Monday, October 4, 2010

The Price Caregivers Pay

The Price Caregivers Pay
by Takara Alexis

Becoming a caregiver can really have an effect on your finances. Even if the person obtaining care has ample income, becoming a caregiver could require you to diminish your hours at work or quit. If the person requiring care does not have adequate income, you could have to cover certain needs or have to take that person in. Social Security, Supplemental Security Income (SSI) and Medicare may supplying them help, but certifying can be tough and complicated.

Continual care insurance can supply coverage for home health and nursing home needs, but it has to be in place before the insured needs that aid. A lot of people purchase a long term care policy when in their 40s, even though some financial experts recommend doing it sooner. Pricing for long term care policies changes with how old the person is and how healthy they are. If there is a question of capability to pay out of pocket for years of nursing home expenses, you might want to talk about long term care insurance with your significant other, your parents and anyone else you might be responsible for.

You and your family could also want to consider disability insurance.

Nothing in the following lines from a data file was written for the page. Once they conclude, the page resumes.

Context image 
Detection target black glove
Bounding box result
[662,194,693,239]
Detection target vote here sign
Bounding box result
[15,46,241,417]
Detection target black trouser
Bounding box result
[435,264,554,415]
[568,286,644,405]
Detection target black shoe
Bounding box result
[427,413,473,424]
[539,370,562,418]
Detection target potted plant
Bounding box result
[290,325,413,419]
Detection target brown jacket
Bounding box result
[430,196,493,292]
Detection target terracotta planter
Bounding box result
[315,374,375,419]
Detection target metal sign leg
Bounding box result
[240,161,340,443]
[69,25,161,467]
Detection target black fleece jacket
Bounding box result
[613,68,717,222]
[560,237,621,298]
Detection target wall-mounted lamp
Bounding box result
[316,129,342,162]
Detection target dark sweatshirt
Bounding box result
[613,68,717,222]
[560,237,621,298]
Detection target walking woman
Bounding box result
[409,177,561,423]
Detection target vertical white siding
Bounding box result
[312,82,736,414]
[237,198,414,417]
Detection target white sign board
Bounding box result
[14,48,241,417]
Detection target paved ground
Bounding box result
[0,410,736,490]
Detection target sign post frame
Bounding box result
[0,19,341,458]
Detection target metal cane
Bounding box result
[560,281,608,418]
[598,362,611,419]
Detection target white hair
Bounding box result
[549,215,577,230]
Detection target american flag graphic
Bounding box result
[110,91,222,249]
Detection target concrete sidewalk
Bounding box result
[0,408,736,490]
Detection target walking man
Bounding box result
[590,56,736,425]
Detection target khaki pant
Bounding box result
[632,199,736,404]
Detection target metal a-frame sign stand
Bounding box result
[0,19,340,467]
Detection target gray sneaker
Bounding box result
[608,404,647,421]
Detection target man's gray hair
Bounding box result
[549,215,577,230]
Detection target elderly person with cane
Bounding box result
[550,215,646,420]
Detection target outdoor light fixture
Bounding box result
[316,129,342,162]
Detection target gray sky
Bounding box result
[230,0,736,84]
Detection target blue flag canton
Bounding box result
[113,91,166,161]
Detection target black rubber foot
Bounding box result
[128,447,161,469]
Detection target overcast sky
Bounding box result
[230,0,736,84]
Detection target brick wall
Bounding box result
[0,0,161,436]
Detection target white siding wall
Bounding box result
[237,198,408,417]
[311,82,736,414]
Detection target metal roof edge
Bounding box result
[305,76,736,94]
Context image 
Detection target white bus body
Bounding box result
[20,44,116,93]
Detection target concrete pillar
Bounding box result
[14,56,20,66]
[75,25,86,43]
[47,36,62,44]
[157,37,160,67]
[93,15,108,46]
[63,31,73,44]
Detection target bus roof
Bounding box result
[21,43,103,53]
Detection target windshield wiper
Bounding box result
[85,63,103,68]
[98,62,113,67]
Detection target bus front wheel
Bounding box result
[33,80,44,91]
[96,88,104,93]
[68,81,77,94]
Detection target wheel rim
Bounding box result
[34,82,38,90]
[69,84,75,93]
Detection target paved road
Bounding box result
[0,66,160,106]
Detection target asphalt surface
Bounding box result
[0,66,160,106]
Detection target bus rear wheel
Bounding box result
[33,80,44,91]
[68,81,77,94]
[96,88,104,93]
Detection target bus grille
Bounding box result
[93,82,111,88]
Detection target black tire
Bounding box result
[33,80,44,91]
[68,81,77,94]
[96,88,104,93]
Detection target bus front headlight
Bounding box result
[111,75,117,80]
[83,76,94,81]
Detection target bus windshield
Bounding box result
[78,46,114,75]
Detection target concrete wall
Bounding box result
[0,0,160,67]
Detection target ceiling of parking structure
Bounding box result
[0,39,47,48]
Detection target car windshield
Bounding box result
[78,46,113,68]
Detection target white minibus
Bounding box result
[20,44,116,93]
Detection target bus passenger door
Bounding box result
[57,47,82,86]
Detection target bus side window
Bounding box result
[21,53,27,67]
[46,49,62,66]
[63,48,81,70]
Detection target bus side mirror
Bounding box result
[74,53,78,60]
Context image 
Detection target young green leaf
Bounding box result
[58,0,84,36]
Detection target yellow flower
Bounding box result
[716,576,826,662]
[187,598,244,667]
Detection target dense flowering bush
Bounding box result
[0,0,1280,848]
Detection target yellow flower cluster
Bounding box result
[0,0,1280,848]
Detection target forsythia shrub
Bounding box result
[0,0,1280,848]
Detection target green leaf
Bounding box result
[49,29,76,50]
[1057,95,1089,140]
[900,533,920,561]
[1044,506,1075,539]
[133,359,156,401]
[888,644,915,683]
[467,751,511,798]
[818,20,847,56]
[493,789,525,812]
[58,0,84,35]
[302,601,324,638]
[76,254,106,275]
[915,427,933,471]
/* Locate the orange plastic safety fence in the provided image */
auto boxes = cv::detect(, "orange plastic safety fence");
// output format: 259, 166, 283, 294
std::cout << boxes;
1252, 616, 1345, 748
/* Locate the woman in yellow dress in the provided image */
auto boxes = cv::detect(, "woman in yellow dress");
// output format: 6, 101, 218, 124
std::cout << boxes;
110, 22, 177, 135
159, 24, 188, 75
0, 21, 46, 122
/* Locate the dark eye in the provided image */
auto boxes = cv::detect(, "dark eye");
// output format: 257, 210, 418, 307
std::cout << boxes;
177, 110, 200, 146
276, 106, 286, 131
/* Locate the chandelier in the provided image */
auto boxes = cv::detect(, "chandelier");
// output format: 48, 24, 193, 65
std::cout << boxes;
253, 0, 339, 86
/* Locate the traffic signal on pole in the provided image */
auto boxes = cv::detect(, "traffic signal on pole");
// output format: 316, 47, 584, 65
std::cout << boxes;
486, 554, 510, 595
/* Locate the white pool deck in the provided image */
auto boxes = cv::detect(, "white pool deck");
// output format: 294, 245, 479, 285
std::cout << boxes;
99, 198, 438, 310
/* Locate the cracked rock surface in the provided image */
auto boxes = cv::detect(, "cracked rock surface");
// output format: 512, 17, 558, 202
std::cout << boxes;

Being as there are advances in medicine, circumstances that once ended in death now often end in disability. The individual and family sometimes loses the income that individual would have accrued, while having the same, or greater, living expenses for that person. Social Security supplies money to permanently disabled individuals, but those payments almost never come near replacing the wages or salary that individual earned before they became disabled.

The researchers determined that caregivers who provided more assistance with tasks such as managing money and medications reported more stress than caregivers who were involved primarily in assisting with physical needs.

It is said that female caregivers tended to supply more support with simple physical needs, while male caregivers seem more likely to assist with things like financial help. Nevertheless, men and women that are caregivers reported that dealing with a care recipient's cognitive and emotional complications is more stressful than dealing with physical disputes.